If the electrical impulse originates from the sinus node, atrial myocardium, or atrioventricular (AV) node, the QRS complex will generally be tall, upright, and narrow (ie, supraventricular [SV]) because it utilizes the normal His-Purkinje system. Circumstances in which the QRS complex is SV but appears abnormal include ventricular enlargement patterns or bundle branch blocks.
If the electrical impulse originates from the ventricular myocardium, the QRS complex will be wide and bizarre (ie, ventricular) because it does not utilize the normal His-Purkinje system.
What is the underlying rhythm of P waves & QRS complexes?
A regular rhythm generally has <10% variation in the R-R intervals, while a regularly irregular rhythm has QRS complexes that vary by >10% but there is a repeating pattern to rate variation. An irregularly irregular rhythm is chaotic, usually fast, and without pattern to the irregular nature.
A paroxysmal rhythm disturbance is usually characterized by a sudden outburst of arrhythmia that may last for as short as 3 to 4 beats or as long as minutes to hours.
What are the most common rhythms with normal heart rates?
The most common cardiac rhythms that occur while the heart rate is normal include sinus rhythm, sinus arrhythmia, SV premature complexes, ventricular premature complexes (VPCs), or accelerated idioventricular rhythm. Sinus rhythm, sinus arrhythmia, and SV premature complexes tend to have tall, upright, narrow QRS complexes. Sinus rhythm with VPCs or accelerated idioventricular rhythm may have a normal heart rate with intermittent or sustained ventricular morphology QRS complexes; because these impulses originate from the ventricular myocardium, they are conducted aberrantly and have abnormal morphology.
Requirements for Success
- Obtaining accurate ECG diagnosis
- Considering possible underlying mechanism or cause of arrhythmia
- Determining presence of underlying heart disease
- Understanding the goals of arrhythmia treatment:
- In patients with clinical signs: Reducing hemodynamic compromise caused by arrhythmia and preventing death
- In asymptomatic patients: Preventing arrhythmia from progressing to cause clinical signs or death
See the Common Cardiac Arrhythmias Management Tree for an algorithm outlining the diagnosis and management of rhythms associated with normal heart rates (dogs, 70-160 bpm; cats, 140-220 bpm).

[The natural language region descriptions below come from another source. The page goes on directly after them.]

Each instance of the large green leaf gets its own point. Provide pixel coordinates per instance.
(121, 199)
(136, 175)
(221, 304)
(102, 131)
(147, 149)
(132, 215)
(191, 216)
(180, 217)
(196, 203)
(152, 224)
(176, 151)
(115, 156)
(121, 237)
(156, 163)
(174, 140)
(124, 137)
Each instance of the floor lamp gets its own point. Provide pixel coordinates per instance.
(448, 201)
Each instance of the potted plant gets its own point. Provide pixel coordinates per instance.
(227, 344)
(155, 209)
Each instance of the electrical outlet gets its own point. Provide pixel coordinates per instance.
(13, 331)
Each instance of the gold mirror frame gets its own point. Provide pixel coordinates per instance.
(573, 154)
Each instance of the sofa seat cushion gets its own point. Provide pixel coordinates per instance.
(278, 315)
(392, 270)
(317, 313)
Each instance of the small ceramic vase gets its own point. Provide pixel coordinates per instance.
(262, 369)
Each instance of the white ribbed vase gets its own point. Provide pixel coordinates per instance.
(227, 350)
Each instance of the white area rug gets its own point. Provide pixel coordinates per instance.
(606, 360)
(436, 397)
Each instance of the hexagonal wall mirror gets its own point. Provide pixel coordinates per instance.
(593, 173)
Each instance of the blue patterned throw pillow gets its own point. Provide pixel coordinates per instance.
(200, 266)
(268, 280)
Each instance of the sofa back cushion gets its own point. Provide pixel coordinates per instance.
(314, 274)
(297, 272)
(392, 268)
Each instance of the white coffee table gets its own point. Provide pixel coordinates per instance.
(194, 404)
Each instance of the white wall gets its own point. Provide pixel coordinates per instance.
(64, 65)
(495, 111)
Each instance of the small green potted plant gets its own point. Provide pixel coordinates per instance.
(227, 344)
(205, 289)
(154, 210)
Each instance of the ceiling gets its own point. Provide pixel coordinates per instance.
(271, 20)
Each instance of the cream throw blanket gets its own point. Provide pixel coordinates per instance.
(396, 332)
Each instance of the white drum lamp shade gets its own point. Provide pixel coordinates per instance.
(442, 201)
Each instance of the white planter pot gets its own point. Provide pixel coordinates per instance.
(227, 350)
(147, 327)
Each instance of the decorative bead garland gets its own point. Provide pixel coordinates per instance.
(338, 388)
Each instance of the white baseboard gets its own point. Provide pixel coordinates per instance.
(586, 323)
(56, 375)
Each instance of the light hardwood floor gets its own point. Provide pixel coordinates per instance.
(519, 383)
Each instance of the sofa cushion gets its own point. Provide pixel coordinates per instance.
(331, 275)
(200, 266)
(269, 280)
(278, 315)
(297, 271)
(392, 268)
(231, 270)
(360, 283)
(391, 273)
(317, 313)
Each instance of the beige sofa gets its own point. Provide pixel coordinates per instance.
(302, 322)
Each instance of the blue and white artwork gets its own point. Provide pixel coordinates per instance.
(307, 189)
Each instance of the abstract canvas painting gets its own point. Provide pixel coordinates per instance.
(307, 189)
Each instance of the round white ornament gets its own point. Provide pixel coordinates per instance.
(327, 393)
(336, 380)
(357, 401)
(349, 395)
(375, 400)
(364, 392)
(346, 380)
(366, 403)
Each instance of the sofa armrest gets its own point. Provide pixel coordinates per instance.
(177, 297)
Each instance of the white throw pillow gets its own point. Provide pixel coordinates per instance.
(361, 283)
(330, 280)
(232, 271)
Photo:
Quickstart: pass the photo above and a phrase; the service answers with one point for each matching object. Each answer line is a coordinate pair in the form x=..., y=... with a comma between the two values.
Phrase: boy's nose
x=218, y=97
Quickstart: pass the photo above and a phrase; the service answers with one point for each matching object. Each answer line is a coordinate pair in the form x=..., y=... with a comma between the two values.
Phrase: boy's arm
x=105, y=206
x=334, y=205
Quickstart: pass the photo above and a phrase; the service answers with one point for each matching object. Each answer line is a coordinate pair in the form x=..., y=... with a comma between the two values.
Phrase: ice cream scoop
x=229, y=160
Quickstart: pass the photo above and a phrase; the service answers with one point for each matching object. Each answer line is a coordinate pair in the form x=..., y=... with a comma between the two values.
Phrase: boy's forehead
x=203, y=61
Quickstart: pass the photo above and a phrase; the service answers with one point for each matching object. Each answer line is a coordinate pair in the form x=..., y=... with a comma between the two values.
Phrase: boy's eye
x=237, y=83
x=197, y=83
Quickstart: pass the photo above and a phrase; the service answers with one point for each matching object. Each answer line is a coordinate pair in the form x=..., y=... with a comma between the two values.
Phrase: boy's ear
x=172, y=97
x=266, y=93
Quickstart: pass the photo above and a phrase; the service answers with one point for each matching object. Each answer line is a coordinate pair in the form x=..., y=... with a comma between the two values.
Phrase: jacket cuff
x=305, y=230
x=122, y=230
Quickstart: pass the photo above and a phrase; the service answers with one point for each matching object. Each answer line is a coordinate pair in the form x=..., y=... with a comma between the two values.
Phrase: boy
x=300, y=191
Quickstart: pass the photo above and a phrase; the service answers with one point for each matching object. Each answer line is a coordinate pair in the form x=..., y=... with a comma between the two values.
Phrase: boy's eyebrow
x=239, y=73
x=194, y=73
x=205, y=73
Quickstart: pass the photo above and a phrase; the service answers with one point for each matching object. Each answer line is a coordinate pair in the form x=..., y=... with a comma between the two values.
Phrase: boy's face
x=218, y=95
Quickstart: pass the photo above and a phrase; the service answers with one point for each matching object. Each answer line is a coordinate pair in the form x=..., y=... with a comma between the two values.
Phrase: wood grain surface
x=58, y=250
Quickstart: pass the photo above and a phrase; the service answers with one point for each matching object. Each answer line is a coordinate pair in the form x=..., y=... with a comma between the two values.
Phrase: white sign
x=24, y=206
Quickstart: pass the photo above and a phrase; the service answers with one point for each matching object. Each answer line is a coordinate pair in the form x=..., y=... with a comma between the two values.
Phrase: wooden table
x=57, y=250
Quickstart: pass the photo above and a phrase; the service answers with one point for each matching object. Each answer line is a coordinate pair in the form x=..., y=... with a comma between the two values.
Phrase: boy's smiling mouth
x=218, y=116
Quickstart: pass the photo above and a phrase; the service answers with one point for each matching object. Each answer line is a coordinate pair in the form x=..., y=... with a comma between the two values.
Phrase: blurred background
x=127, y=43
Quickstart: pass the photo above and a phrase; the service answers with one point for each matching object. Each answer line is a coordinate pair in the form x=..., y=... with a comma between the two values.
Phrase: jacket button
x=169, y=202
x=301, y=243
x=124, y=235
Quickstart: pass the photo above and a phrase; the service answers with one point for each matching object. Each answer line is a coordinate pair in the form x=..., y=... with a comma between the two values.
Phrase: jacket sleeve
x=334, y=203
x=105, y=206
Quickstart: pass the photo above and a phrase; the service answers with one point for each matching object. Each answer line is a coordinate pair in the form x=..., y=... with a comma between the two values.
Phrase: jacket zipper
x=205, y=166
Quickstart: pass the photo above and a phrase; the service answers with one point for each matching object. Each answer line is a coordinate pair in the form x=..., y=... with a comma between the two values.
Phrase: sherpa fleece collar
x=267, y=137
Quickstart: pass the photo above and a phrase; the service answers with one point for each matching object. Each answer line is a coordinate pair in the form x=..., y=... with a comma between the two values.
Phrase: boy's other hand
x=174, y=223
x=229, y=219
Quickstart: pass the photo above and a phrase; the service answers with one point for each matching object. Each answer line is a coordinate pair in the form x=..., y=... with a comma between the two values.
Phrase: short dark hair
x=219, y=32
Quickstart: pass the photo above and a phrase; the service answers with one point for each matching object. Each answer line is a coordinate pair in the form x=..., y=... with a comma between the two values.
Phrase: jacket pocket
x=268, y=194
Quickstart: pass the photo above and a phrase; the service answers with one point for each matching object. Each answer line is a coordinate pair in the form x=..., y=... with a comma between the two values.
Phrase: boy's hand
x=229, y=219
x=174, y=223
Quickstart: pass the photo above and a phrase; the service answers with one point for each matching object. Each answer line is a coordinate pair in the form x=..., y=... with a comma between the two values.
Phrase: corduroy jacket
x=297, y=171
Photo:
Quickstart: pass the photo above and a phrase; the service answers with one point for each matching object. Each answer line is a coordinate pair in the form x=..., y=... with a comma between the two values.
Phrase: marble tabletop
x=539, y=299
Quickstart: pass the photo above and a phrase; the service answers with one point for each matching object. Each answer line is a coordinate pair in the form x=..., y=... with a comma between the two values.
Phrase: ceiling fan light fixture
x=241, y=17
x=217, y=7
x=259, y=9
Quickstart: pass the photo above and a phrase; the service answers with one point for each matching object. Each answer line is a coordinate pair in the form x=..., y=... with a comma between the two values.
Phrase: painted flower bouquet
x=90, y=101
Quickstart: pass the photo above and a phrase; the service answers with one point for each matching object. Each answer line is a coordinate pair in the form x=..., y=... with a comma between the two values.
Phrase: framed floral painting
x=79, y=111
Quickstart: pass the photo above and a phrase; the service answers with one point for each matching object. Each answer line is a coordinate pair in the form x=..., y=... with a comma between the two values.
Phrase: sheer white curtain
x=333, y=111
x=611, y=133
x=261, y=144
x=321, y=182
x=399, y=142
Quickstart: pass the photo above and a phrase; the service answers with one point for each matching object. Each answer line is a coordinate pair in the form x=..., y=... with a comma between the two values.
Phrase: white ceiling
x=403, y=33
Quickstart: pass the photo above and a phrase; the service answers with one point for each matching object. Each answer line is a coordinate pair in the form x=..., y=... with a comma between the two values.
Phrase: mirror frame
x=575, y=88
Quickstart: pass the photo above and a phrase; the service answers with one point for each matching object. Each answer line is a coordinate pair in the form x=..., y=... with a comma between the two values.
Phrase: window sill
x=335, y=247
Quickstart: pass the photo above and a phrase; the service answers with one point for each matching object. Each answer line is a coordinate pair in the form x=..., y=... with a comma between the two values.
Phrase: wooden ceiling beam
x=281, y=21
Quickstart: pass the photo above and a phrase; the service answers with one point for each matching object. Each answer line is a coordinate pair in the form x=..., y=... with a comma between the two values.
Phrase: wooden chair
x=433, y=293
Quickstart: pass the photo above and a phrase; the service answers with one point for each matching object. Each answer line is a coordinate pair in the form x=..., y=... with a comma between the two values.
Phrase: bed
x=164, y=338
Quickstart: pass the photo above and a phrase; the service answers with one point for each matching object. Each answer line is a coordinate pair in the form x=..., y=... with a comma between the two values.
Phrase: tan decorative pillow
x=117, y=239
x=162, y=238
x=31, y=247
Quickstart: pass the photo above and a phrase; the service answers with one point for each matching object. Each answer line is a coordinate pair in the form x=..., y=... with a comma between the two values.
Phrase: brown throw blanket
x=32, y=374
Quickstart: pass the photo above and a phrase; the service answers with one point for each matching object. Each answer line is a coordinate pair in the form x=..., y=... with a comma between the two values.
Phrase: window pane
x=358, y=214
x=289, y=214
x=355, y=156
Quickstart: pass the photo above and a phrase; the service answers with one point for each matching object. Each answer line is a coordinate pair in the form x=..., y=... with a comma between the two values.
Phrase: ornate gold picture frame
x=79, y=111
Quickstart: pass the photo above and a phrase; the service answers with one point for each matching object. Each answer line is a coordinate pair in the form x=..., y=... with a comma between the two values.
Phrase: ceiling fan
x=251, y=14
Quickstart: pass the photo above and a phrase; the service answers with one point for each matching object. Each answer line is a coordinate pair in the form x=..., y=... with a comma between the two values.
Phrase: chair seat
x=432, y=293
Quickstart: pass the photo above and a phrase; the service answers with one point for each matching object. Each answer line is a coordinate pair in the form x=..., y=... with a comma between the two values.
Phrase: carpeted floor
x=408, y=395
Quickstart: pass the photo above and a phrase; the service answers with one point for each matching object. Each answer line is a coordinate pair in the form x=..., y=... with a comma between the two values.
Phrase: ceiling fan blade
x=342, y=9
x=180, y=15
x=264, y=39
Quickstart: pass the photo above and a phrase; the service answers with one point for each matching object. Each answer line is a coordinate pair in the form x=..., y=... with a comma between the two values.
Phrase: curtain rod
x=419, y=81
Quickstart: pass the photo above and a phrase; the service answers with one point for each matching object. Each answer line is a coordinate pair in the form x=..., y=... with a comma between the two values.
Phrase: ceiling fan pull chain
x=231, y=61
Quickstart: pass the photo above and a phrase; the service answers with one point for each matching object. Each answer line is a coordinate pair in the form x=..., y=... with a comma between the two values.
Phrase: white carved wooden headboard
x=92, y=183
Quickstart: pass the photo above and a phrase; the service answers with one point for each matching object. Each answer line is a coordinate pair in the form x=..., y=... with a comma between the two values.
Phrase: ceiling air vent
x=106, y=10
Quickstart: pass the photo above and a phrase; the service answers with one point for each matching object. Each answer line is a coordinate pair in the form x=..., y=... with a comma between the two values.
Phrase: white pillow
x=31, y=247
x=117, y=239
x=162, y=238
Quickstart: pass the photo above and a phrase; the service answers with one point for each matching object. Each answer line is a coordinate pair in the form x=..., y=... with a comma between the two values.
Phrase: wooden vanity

Sinus rhythm & Cardiac arrhythmia
Sinus rhythm represents the normal sequence of cardiac electrical activity. Pacemaker cells within the sinoatrial node display automaticity and serve as the origin for the normal cardiac impulse. The P wave is recorded on the ECG as the wave of electrical activity depolarizes the atrial myocardium. The electrical impulse then traverses the AV node and His-Purkinje system, recorded as the PR interval, followed by depolarization of the ventricular myocardium producing the QRS complex. The T wave is recorded during ventricular repolarization (Figure 1). The average heart rate (ie, ventricular heart rate) can be determined on an ECG strip recorded at 50 mm/sec by counting the number of QRS complexes in 15 large boxes (75 mm) and multiplying by 40.